Pareva che l’orologio fosse tornato indietro di trenta e rotti anni. Anche per lo spettacolo in campo: all’intervallo il tabellone diceva 44-52, poche difese forse, ma soprattutto tante grandi giocate in attacco. Basket vero, su entrambi i fronti.

Peccato. Peccato per tre cose: la sconfitta (e ne parliamo in seguito). Lo scappellotto a Moraschini dato da un tifoso della tribuna, che ha rovinato lo spettacolo bellissimo di un palasport pieno e bollente e che speriamo non costi la squalifica del campo. E l’ennesimo problema al tabellone dei 24 secondi, che stavolta non solo ha costretto gli arbitri a interrompere per tre volte la partita mandando le squadre in panchina, ma soprattutto ha costretto la Libertas a giocare gli ultimi due quarti senza vedere il cronometro. Roba da anni Settanta. Un problema legato ai nuovi canestri su cui sono stati montati i vecchi 24” attaccati letteralmente con i fili, una situazione che non è più accettabile. Non solo per il danno sportivo provocato ieri (come su un tiro sulla sirena di Italiano al suonare dei 14” in un’azione che poteva essere gestita diversamente), ma per l’immagine che una città dall’altissimo blasone sportivo come Livorno non merita. Sembra una maledizione se si pensa che la Libertas per colpa di un cronometro senza il contadecimi perse uno scudetto. Ma 35 anni dopo siamo ancora qui a fare i conti con un impianto non all’altezza. Il sindaco Luca Salvetti aveva garantito che entro ottobre la questione sarebbe stata risolta: adesso il problema non è più rinviabile.

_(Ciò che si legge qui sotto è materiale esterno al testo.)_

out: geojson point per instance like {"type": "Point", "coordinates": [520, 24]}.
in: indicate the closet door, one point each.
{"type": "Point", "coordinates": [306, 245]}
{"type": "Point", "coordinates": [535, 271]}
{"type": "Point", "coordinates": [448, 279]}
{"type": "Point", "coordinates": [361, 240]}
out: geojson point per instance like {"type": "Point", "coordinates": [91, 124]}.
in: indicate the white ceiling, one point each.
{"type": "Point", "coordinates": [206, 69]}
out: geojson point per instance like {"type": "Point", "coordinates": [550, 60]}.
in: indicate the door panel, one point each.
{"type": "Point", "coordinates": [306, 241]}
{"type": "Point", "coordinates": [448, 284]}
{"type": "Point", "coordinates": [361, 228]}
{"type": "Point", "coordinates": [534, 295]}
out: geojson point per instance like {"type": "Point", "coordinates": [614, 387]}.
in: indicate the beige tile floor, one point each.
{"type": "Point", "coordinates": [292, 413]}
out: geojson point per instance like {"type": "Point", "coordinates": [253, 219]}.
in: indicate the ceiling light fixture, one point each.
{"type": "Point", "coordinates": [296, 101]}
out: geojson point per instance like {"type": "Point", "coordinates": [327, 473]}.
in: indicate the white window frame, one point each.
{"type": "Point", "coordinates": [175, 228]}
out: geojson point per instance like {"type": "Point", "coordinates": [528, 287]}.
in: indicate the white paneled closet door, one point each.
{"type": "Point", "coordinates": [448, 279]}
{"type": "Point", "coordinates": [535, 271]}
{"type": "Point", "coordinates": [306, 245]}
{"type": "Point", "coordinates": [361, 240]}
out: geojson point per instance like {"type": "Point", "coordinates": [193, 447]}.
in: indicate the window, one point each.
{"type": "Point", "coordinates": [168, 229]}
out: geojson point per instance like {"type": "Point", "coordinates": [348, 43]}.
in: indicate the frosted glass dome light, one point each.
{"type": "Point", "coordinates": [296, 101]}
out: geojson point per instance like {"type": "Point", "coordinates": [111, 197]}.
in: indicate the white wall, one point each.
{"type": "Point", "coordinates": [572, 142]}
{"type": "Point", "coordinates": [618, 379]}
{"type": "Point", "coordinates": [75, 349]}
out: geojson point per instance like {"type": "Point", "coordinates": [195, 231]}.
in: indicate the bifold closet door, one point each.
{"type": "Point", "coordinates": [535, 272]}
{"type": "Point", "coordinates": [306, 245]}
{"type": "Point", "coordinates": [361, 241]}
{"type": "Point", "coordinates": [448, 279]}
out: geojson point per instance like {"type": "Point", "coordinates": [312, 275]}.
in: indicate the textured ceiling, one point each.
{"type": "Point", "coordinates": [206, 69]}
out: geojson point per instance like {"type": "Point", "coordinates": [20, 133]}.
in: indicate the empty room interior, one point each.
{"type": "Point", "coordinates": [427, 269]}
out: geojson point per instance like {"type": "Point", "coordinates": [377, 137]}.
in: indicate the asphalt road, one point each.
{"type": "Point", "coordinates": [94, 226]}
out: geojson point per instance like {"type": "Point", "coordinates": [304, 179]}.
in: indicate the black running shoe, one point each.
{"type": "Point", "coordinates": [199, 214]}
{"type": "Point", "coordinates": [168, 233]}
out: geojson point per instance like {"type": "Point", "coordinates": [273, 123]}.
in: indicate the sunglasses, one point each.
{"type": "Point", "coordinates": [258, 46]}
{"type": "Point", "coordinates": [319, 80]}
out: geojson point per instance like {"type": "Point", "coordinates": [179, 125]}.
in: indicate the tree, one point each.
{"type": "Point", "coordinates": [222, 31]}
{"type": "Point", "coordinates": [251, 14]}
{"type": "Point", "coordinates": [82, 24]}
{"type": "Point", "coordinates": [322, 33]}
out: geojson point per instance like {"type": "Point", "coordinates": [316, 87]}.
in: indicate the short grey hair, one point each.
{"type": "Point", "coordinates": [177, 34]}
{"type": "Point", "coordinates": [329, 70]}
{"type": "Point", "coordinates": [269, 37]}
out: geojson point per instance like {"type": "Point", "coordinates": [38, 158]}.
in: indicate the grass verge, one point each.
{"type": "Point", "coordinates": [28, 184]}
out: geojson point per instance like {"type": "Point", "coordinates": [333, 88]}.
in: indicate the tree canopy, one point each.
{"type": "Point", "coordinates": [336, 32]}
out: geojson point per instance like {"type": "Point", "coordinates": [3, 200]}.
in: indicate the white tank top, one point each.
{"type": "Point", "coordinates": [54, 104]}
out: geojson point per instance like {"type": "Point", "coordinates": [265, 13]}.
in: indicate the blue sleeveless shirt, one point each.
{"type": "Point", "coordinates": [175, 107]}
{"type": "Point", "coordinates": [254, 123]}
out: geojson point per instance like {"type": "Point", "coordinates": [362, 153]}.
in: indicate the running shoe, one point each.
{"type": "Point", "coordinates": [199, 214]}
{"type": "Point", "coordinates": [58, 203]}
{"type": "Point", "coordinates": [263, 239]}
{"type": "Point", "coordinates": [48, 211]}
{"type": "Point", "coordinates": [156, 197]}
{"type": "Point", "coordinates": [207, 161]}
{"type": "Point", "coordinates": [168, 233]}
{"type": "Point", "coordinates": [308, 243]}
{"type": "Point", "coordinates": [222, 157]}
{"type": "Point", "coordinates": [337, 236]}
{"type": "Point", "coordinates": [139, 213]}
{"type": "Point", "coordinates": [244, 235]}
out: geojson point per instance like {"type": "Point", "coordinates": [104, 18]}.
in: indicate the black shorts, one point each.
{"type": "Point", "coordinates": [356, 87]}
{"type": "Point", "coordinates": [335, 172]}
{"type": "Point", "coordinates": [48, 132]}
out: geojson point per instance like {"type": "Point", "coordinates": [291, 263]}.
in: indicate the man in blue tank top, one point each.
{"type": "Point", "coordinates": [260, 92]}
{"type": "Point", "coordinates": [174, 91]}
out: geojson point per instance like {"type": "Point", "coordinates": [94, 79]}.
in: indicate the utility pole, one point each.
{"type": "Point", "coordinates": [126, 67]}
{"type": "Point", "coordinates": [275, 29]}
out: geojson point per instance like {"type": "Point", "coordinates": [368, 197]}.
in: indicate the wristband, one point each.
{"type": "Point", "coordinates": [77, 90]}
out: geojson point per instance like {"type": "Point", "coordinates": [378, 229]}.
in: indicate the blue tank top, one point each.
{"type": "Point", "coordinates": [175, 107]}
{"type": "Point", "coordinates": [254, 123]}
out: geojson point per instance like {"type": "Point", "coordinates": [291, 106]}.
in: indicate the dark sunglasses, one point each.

La partita è stata bella e maledetta. La Libertas ha tenuto testa a Cantù per tutti i 40 minuti. Un monumento va fatto a Tommaso Fantoni, la cui conferma è stata una delle scelte vincenti dell’ultima estate. Il capitano ha giocato una partita gigantesca, chiudendo con percentuali monstre (5/6), subendo 6 falli e prendendo 8 rimbalzi in 30 minuti nei quali ha insegnato i movimenti del pivot ai totem canturini Possamai e Basile. Con lui Nazareno Italiano ha mostrato di essere già diventato livornese: cuore, punti, gomiti, faccia cattiva, trascinatore nel primo quarto (con 10 punti in 5 minuti) e continuo tutta la partita. Bellissimo Banks, elegante e capace di far apparire delle giocate magiche come cose semplici, indispensabile Hooker (ancora 9 rimbalzi e 5 assist), decisivo Filloy, uscito dall’oscurità nel momento più hot con due triple che hanno suonato la carica quando Cantù sembrava scappare via.

È a cavallo tra secondo e terzo quarto, i lombardi erano schizzati a più 12 (36-48 al 17’). Andreazza ha chiuso il tempo col quintetto più esperto: Hooker, Banks, Filloy, Italiano e Fantoni. E con quello ha ricominciato dopo l’intervallo risucchiando, grazie a una grande difesa, l’Acqua San Bernardo, con un parziale di 14-5 nei primi 5’ del terzo quarto, ispirato dall’argentino e da grandi assist di Hooker, fino al sorpasso 62-61 firmato da Quinton in sospensione.

L’ultimo tempino è stato un mix di emozione, speranza e paura. Cantù è andata avanti fino al 35’ solo con i tiri liberi (8 punti dalla lunetta) e diversi aiuti dei tre in grigio. A 100 secondi dalla fine la Libertas era a meno 1 (77-78). A un minuto dalla sirena (77-79) l’errore di Italiano dall’arco ha spianato la strada all’allungo ospite (77-81 De Nicolao) e la vittoria ha preso l’autostrada del Sole.